Entonces la entrevista llegó a un repentino final pues el doctor sacó su reloj y yo salté hacia la puerta. Pero él dejó escapar una sonrisa cuando nos despedíamos y sé que todo el tiempo que había estado hablando conmigo estaba resolviendo algún problema que ningún otro podía tocar. ¡Si ese tipo, el profesor Weyl, da alguna vez conferencias en esta ciudad, desde luego que voy a tratar de entenderle! Un tipo debería poner a prueba su inteligencia de vez en cuando.
El Weyl al que aludía Dirac era el matemático alemán Hermann Weyl (1885-1955) que dejó Alemania tras la subida de Hitler al poder en 1933 para ir a Princeton donde se convirtió en un íntimo colega de Einstein. «Roundy» omitió preguntar a Dirac cómo llegó a esas ideas que cambiaron el curso de la física. Si lo hubiera hecho, probablemente habría sido recompensado con la respuesta estándar del maestro: él se tendía en el suelo de su estudio con los pies en alto para que la sangre fluyese a su cabeza.
Inmediatamente después de la elección de Dirac para su cátedra en Cambridge, Niels Bohr [79] preguntó al decano de los físicos británicos, J. J. Thomson [73], si estaba contento con el nombramiento. Thomson respondió con la siguiente parábola. Un hombre entra en una tienda de mascotas para comprar un loro. El precio no importa, pero el pájaro debe hablar. Algunos días más tarde, sin que el loro haya pronunciado una palabra, el hombre vuelve a la tienda para quejarse. «Ah», dice el tendero, «debo haber cometido un error. Pensaba que era un hablador, pero ahora veo que era un pensador».
Un episodio bien conocido, que caracteriza a Dirac, se refiere a su encuentro con E. M. Forster. Forster era entonces un viejo solterón que aún vivía en el King’s College de Cambridge. Un amigo de Dirac se había sorprendido al encontrar a Dirac leyendo Pasaje a la India y pensó que sería interesante juntar a los dos viejos taciturnos. Se concertó un té y se hicieron las presentaciones. Hubo un largo silencio y luego habló Dirac: «¿Qué pasó en la cueva?». Forster respondió: «No lo sé». Tras lo cual ambos quedaron en silencio y a su debido tiempo se despidieron. Es una historia simpática, pero según el físico Rudolf Peierls, que conocía bien a Dirac y le preguntó sobre la ocasión, es inexacta.
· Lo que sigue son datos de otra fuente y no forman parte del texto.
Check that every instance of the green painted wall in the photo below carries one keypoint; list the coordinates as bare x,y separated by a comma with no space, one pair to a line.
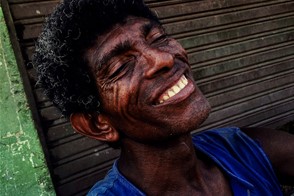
22,166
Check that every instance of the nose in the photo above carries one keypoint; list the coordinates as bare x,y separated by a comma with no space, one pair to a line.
158,62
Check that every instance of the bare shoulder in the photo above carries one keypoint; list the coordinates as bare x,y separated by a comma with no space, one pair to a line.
279,146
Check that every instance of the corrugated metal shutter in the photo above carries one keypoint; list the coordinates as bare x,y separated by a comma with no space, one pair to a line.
241,52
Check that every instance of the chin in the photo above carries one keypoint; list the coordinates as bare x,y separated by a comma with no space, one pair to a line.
199,115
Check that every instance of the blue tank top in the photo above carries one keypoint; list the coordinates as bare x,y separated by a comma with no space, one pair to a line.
241,159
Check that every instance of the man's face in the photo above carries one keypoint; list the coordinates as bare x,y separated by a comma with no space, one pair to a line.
145,82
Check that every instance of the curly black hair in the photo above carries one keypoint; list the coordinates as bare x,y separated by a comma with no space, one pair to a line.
70,30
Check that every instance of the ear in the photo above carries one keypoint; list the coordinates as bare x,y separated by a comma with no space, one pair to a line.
96,126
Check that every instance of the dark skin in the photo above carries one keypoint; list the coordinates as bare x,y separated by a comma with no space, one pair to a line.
153,124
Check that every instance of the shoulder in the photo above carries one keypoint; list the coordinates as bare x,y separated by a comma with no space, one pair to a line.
114,184
105,186
231,143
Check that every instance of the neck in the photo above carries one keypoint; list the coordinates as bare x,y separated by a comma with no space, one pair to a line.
157,168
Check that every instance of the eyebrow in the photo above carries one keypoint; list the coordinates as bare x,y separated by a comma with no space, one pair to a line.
119,49
125,46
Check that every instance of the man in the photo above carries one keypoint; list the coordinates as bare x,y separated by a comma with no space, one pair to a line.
110,66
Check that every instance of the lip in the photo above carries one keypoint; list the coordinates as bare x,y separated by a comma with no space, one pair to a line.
180,96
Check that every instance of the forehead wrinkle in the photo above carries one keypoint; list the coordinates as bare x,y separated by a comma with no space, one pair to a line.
145,29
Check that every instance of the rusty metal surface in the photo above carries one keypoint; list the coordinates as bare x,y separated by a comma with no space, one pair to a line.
241,53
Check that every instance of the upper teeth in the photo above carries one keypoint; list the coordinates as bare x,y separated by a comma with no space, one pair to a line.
175,89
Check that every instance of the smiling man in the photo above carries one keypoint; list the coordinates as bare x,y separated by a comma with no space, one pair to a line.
111,68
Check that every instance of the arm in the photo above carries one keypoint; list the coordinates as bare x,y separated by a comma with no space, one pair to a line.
279,146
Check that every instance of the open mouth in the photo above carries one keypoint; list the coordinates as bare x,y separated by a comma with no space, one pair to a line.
174,90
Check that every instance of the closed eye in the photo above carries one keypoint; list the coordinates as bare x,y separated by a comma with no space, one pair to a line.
159,39
121,70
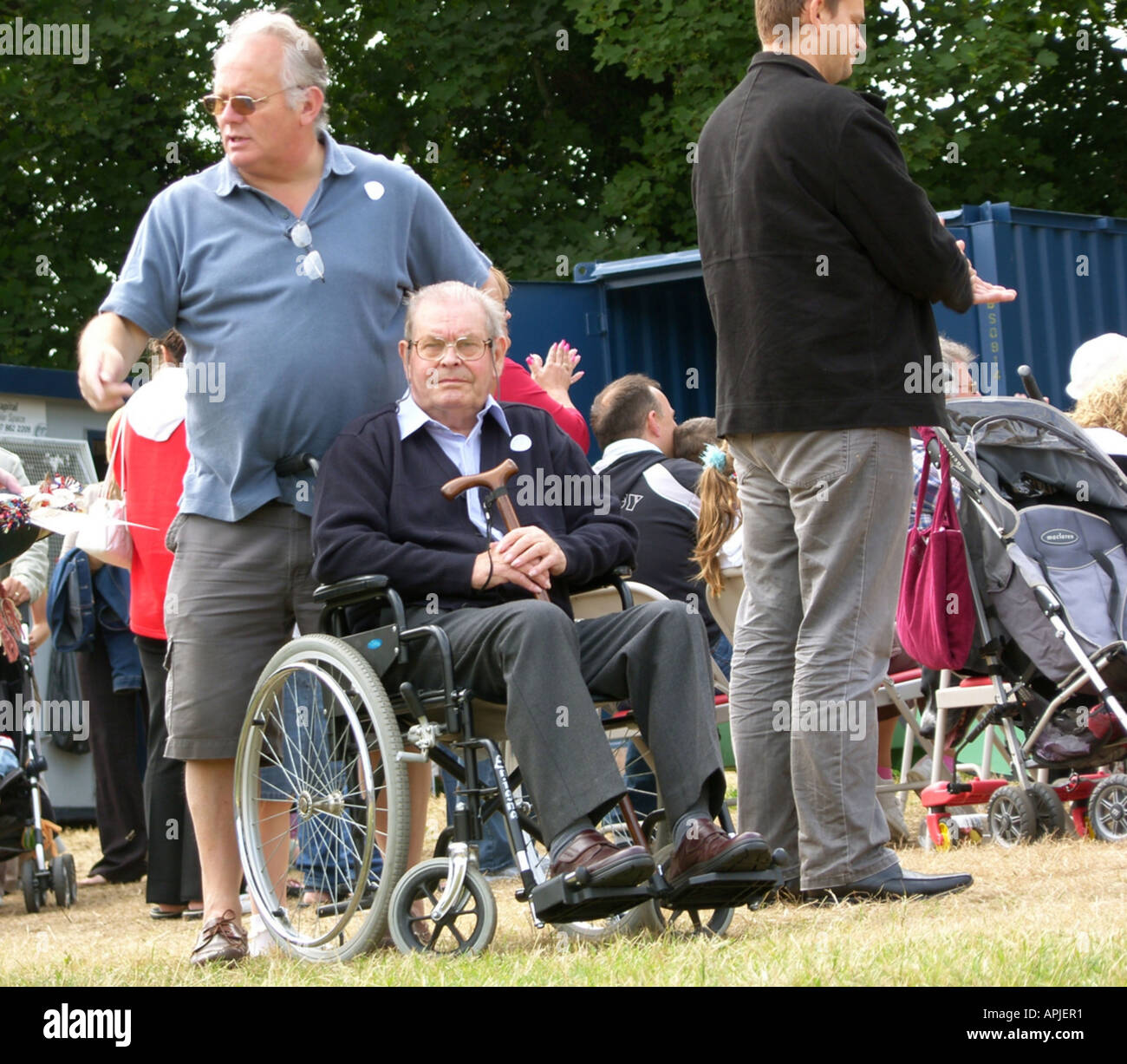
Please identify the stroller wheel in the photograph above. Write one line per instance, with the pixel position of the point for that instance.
(1107, 808)
(64, 880)
(1013, 816)
(1052, 819)
(33, 894)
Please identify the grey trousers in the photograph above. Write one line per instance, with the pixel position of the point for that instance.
(533, 657)
(825, 518)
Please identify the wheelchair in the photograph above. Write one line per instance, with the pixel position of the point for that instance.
(323, 808)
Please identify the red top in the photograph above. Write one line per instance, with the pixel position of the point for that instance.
(150, 466)
(518, 386)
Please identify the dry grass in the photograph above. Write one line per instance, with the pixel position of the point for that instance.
(1049, 914)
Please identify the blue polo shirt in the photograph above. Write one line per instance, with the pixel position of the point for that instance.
(278, 363)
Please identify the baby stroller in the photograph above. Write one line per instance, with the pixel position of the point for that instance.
(1044, 515)
(26, 826)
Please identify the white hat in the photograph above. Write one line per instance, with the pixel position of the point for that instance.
(1093, 360)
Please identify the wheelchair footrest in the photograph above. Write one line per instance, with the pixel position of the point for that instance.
(558, 901)
(718, 890)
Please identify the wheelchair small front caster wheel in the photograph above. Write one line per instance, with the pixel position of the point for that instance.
(466, 928)
(64, 879)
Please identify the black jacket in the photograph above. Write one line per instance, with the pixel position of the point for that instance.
(821, 258)
(380, 510)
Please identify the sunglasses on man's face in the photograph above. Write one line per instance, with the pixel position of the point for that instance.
(244, 105)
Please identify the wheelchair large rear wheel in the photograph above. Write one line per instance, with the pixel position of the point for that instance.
(316, 775)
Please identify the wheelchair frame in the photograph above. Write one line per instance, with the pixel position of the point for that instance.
(364, 733)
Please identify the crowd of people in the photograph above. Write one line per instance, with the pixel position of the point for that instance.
(297, 267)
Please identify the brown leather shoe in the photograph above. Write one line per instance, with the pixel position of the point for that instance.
(707, 848)
(222, 939)
(608, 865)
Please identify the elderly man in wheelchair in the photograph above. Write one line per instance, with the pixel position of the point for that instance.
(497, 604)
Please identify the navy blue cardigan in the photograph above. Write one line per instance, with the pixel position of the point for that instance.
(380, 510)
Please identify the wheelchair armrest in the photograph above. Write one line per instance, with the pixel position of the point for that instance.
(335, 597)
(348, 593)
(616, 578)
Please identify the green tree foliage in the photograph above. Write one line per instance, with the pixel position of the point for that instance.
(83, 147)
(556, 130)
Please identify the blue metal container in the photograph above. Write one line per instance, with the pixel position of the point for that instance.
(649, 315)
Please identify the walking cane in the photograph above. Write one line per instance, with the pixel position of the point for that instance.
(495, 480)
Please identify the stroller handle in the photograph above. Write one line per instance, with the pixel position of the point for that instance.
(1029, 382)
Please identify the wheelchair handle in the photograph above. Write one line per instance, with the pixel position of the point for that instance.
(495, 480)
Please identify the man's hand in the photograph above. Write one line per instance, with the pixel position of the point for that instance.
(12, 589)
(528, 557)
(107, 349)
(556, 373)
(983, 290)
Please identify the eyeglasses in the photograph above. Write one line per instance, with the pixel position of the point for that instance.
(309, 265)
(244, 105)
(469, 349)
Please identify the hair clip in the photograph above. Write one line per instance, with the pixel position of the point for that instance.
(714, 457)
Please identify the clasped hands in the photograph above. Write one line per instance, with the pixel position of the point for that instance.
(526, 557)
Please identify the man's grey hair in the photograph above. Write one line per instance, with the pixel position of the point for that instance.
(303, 63)
(455, 292)
(953, 350)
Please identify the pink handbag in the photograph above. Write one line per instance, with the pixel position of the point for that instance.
(935, 616)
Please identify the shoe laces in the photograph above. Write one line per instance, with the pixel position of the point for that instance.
(226, 927)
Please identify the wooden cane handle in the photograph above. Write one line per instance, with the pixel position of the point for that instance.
(492, 480)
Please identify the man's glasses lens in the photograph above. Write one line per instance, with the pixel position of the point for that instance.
(214, 105)
(310, 265)
(469, 349)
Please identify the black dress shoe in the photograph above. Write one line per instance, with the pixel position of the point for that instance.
(607, 865)
(893, 883)
(707, 848)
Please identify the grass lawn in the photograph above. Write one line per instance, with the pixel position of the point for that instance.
(1051, 914)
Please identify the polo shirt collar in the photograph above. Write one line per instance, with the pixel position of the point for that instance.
(336, 161)
(792, 61)
(621, 447)
(412, 417)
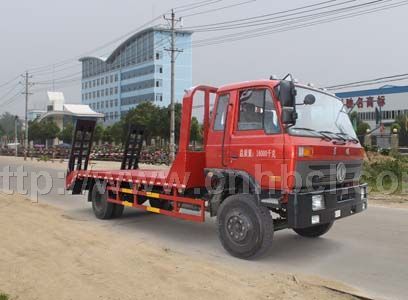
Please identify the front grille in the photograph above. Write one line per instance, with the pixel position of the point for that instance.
(317, 174)
(349, 195)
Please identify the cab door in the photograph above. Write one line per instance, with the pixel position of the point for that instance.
(217, 154)
(256, 141)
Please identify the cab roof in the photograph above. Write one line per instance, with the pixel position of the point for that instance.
(248, 84)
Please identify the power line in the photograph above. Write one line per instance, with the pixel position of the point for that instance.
(369, 82)
(9, 91)
(218, 9)
(10, 81)
(366, 81)
(67, 61)
(241, 35)
(191, 4)
(199, 5)
(262, 16)
(298, 18)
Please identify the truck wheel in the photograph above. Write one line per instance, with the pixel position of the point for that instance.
(100, 205)
(314, 231)
(244, 228)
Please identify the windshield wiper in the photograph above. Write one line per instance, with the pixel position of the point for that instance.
(323, 135)
(350, 138)
(336, 134)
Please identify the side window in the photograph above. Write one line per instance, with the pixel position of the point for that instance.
(221, 114)
(271, 124)
(257, 111)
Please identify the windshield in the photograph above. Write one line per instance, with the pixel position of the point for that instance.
(328, 115)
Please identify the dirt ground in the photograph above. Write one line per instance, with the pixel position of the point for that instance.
(46, 255)
(394, 201)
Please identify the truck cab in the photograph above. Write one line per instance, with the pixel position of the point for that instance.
(273, 155)
(294, 149)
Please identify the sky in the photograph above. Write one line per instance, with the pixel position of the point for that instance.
(46, 32)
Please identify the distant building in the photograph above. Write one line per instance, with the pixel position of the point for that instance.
(391, 100)
(63, 114)
(138, 70)
(34, 114)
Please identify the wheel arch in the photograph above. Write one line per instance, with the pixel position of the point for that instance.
(221, 183)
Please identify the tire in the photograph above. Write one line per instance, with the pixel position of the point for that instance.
(244, 228)
(313, 231)
(161, 204)
(102, 208)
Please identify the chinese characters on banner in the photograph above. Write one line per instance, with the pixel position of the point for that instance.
(368, 101)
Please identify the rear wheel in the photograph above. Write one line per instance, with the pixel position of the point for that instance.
(245, 229)
(314, 231)
(100, 205)
(161, 204)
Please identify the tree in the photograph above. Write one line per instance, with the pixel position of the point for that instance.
(107, 135)
(402, 121)
(7, 122)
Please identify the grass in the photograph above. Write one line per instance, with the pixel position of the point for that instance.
(393, 170)
(4, 296)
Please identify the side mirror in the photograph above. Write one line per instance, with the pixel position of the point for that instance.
(289, 116)
(309, 99)
(287, 93)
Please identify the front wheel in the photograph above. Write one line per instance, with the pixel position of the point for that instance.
(314, 231)
(245, 229)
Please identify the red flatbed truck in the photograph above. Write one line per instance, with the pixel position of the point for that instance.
(275, 155)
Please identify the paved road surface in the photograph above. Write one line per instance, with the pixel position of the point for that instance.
(368, 251)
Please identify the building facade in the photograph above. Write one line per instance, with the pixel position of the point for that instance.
(390, 101)
(136, 71)
(34, 114)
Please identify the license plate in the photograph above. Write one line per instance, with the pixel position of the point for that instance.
(337, 213)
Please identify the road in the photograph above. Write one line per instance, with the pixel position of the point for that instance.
(368, 251)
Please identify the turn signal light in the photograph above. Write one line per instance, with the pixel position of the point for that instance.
(305, 151)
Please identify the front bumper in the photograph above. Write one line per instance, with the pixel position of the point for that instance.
(338, 203)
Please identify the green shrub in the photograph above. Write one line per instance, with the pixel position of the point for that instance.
(397, 167)
(4, 296)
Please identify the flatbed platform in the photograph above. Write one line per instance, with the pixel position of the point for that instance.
(140, 176)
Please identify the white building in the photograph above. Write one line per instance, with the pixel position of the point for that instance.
(391, 101)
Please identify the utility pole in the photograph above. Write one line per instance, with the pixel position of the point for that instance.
(15, 133)
(173, 50)
(26, 92)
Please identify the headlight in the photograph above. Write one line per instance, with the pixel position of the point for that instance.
(315, 219)
(317, 202)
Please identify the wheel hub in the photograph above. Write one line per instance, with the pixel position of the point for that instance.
(237, 227)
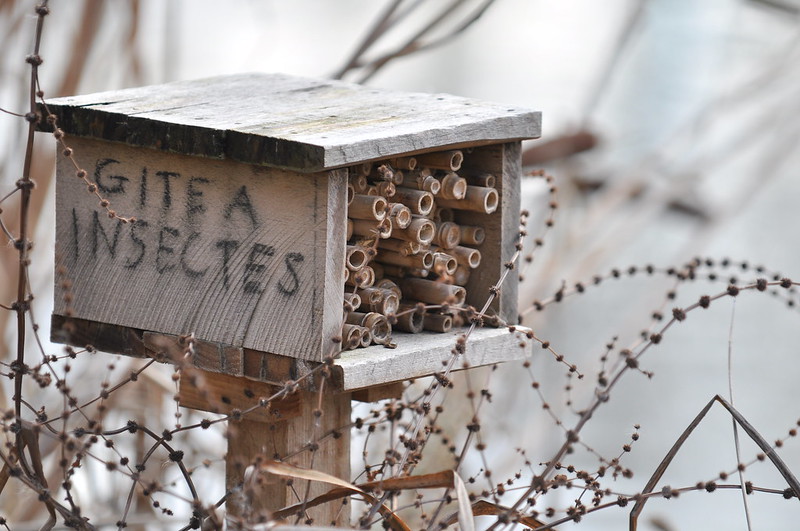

Tal como la recordaba Dirac, él había preguntado a Forster si había una tercera persona en la cueva. «No», fue la respuesta, y a la pregunta, «¿Qué pasó?», Forster había respondido, «Nada». Pero las memorias, por supuesto, son falibles.
Peierls también recuerda en sus memorias una ocasión en sociedad en casa de los Dirac. Margit Dirac (hermana del físico húngaro Eugene Wigner y a quien Dirac presentó una vez a un visitante con las palabras «¿Conoce usted a la hermana de Wigner?») intentó que un estudiante se sintiese cómodo ante la desalentadora presencia de su silencioso marido. «Paul, ¿tienes estudiantes?», preguntó ella. «Tuve uno una vez», fue la lúgubre respuesta, «pero murió».
El primer pasaje procede de las maravillosas memorias de Leopold Infeld: Quest: The Evolution of a Scientist (Gollanzc, Londres, 1941). La entrevista de «Roundy» está sacada del Wisconsin State Journal, fechado el 31 de abril [sic] de 1931, y está reproducida en (entre otros lugares) S. S. Schweber, QED and the Men Who Made It (Princeton University Press, Princeton, 1994). Los recuerdos de Rudolf Peierls son de su Bird of Passage (Princeton University Press, Princeton, 1985).